Meteor Scaling - Redis Oplog [Status: Prod ready]

koticomake · July 31, 2018, 1:34pm

@diaconutheodor , CPU is spiking with redis-oplog in place.
We have two microservices.
1st Microservice is master and core service and
2nd microservice is background job processor (which does highly cpu intensive computation and bulk inserts/updates).

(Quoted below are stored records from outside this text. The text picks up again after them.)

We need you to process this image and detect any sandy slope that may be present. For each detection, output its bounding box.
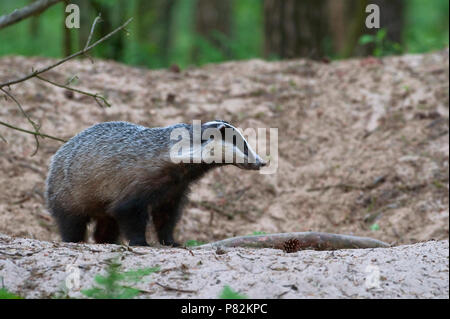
[0,50,449,248]
[0,50,449,298]
[0,235,449,298]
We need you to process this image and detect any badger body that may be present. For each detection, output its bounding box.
[45,121,265,246]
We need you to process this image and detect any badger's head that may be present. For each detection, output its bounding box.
[201,120,266,170]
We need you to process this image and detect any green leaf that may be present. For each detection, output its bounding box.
[0,288,24,299]
[358,34,375,45]
[219,285,247,299]
[184,239,206,247]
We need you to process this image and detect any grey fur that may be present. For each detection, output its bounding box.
[45,122,264,245]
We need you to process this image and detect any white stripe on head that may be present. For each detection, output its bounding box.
[204,121,259,164]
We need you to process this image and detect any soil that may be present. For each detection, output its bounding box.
[0,235,449,300]
[0,49,449,245]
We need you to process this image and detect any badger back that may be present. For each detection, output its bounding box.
[46,122,176,214]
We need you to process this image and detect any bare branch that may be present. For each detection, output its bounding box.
[35,75,111,107]
[0,0,61,29]
[0,121,67,143]
[194,232,389,250]
[84,13,102,50]
[0,18,133,88]
[0,15,133,155]
[0,88,41,156]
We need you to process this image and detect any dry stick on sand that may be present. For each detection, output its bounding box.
[194,232,390,251]
[0,16,133,155]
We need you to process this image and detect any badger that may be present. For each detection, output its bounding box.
[45,120,266,246]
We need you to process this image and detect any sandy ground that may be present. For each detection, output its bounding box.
[0,50,449,297]
[0,50,449,248]
[0,236,449,298]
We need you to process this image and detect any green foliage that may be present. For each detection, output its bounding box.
[219,285,247,299]
[252,231,267,236]
[359,29,403,57]
[0,0,449,68]
[81,258,159,299]
[184,239,206,247]
[0,288,23,299]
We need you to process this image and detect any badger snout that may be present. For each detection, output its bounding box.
[236,157,267,171]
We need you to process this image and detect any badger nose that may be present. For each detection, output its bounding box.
[257,158,267,167]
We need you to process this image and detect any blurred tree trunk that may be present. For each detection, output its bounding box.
[264,0,329,59]
[370,0,405,43]
[90,0,127,61]
[136,0,177,66]
[193,0,233,62]
[328,0,405,58]
[62,0,72,56]
[29,0,39,38]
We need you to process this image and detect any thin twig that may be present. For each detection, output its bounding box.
[155,282,198,293]
[0,18,133,88]
[0,121,67,143]
[36,75,111,107]
[84,13,101,50]
[0,88,41,156]
[0,0,61,29]
[0,15,133,155]
[197,232,389,250]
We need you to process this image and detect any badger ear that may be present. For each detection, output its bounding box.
[202,121,227,139]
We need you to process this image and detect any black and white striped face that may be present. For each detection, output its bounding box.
[201,120,266,170]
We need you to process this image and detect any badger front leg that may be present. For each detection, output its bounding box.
[152,195,186,247]
[111,196,148,246]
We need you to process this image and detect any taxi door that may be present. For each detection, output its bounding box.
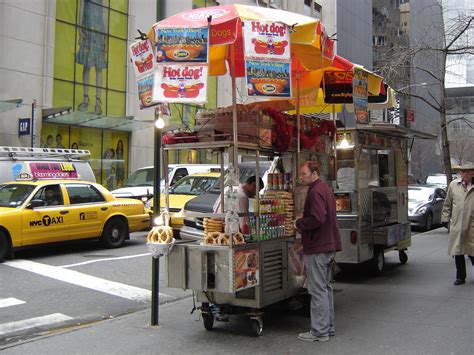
[65,183,110,239]
[21,184,71,245]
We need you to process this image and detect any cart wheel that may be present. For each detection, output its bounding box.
[398,250,408,264]
[202,313,214,330]
[251,318,263,337]
[370,249,385,276]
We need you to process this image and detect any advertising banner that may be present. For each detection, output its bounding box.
[244,21,290,60]
[29,162,78,179]
[245,60,291,98]
[234,248,260,291]
[155,27,209,63]
[153,64,208,103]
[137,74,157,110]
[130,40,154,78]
[352,67,369,123]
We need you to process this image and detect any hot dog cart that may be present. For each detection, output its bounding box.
[334,123,436,274]
[163,108,335,335]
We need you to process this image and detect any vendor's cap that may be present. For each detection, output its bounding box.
[459,163,474,170]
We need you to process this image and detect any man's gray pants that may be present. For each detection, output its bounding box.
[304,252,336,336]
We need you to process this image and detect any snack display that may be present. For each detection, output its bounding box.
[146,226,173,244]
[204,231,245,246]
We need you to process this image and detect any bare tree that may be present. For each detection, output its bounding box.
[378,0,474,183]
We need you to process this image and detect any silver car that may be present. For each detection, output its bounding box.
[408,185,446,230]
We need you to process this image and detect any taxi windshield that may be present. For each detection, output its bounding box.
[0,184,36,208]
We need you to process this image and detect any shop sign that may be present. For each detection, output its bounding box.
[153,64,208,103]
[245,60,291,98]
[29,162,78,179]
[244,21,290,60]
[18,118,31,137]
[130,40,154,78]
[155,27,209,63]
[352,67,369,124]
[234,248,260,291]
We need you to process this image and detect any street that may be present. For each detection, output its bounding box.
[0,232,190,345]
[0,228,474,354]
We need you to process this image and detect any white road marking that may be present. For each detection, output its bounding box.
[0,313,74,335]
[59,253,151,268]
[3,259,173,302]
[0,297,25,308]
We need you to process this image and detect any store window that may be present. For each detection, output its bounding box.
[41,123,129,190]
[53,0,128,117]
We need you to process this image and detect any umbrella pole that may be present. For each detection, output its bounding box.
[296,61,301,169]
[230,44,239,171]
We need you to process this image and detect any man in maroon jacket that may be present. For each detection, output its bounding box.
[295,161,342,341]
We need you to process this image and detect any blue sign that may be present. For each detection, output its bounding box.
[18,118,31,137]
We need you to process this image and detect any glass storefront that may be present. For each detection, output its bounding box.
[41,123,129,190]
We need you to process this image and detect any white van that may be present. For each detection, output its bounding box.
[0,146,96,183]
[112,164,220,202]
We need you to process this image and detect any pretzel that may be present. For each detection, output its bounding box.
[204,234,216,245]
[217,233,230,245]
[146,226,173,244]
[232,233,245,244]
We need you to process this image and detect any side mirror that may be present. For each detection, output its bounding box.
[26,200,44,209]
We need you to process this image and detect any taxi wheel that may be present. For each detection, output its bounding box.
[0,231,11,263]
[101,218,127,248]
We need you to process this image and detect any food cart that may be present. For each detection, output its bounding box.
[334,122,435,274]
[163,106,335,335]
[138,4,392,335]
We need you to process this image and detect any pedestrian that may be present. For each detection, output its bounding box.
[295,161,342,342]
[441,164,474,286]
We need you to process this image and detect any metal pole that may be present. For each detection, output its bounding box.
[151,0,166,325]
[151,120,161,325]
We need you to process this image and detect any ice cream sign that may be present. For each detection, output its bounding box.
[153,64,208,103]
[244,21,290,60]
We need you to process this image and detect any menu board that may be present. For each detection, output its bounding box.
[234,248,260,291]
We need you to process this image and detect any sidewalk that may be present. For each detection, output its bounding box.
[2,228,474,354]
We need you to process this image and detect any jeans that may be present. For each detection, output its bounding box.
[304,252,336,336]
[454,255,474,280]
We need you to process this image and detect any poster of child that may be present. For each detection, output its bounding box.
[76,0,107,115]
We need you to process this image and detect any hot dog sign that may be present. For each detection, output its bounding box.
[244,21,290,60]
[153,64,207,103]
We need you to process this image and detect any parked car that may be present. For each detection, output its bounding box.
[408,185,446,230]
[0,179,150,261]
[146,173,221,236]
[179,162,275,241]
[112,164,220,202]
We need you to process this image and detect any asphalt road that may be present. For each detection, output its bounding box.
[0,231,417,345]
[0,232,190,345]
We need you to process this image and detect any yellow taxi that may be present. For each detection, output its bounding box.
[0,178,150,262]
[147,172,221,233]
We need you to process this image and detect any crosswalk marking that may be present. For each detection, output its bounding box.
[0,297,25,308]
[60,253,151,268]
[0,313,74,335]
[4,259,173,302]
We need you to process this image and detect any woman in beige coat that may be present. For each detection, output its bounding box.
[441,164,474,286]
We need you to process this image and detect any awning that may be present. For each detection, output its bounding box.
[43,107,154,132]
[0,99,23,112]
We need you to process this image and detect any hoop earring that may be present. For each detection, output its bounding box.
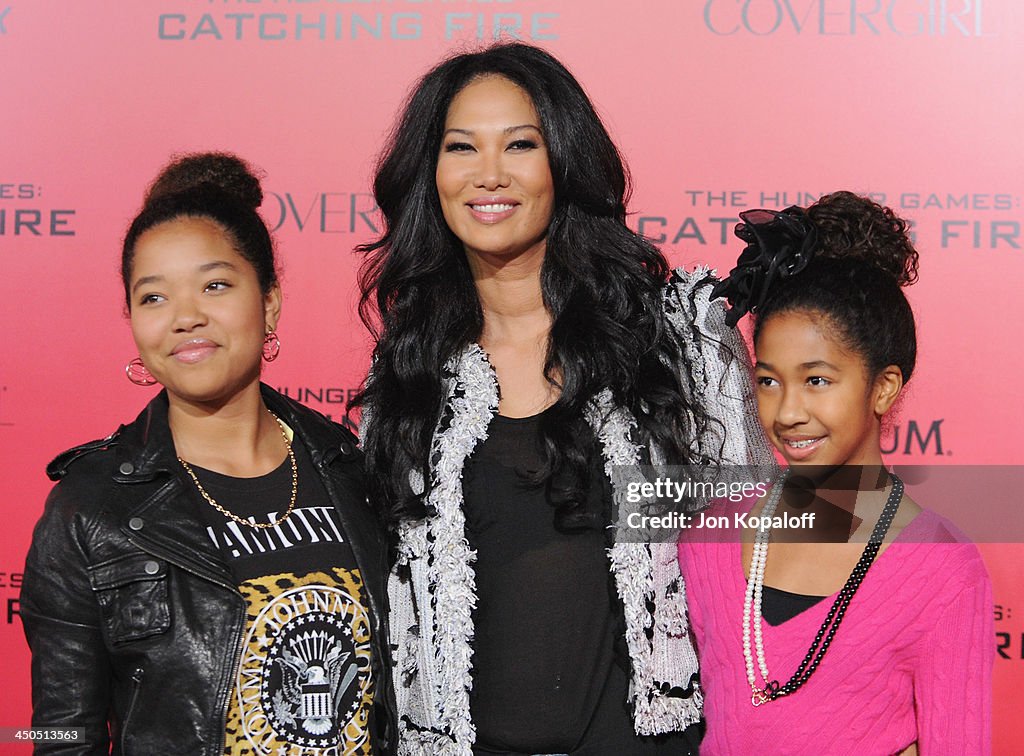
[125,358,157,386]
[263,331,281,363]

Without redis-oplog only cpu used to spike at 2nd Service which does bulk inserts and update on single collection.
Since we want our system to be reactive. Hence forth we enabled redis-oplog for both the services. And now comes the problem.
When there is JOB (bulk updates) proccessing in 2nd microservice the CPU is also spiking at 1st microservice.
When I disable redis-oplog in 1st microservice everything works smooth except we loose reactivity for the operation that are done at service 2.
I enabled debug for Redis-oplog at Service 1 and found that it is writing continously below logs
[RedisSubscriptionManager] Received event: “i” to collectionName
[RedisSubscriptionManager] Received event: “u” to collectionName
[RedisSubscriptionManager] Received event: “u” to collectionName
… etc

Thanks,
Koti

diaconutheodor · July 31, 2018, 1:57pm

@koticomake you head into the same problems as with mongodb oplog, your instance gets flooded with tons of information. RedisOplog without being fine-tuned is ultra fast with publications by _id and just a tiny bit faster with standard mongodb oplog. (Maybe slower in some cases). Where it shines is in it’s ability to control the reactivity.

Questions:

Your CPU does not spike if you’re tailing the oplog ? Are you sure you are tailing the oplog and not relying to polling ? Did you test this in prod ? If yes, do you have MONGO_OPLOG_URL set ?
Can your publications be fine-tuned ? Maybe namespaced by a client or something ?
Do you need reactivity at every step inside the job service ? Is the same document updated multiple times ?
I can add a hack for you to do something like “trigger reload for certain collections” on the redisoplog cluster. That would be an interesting idea. To say something like, hey I finished my heavy batch processing, now I want everyone to reload.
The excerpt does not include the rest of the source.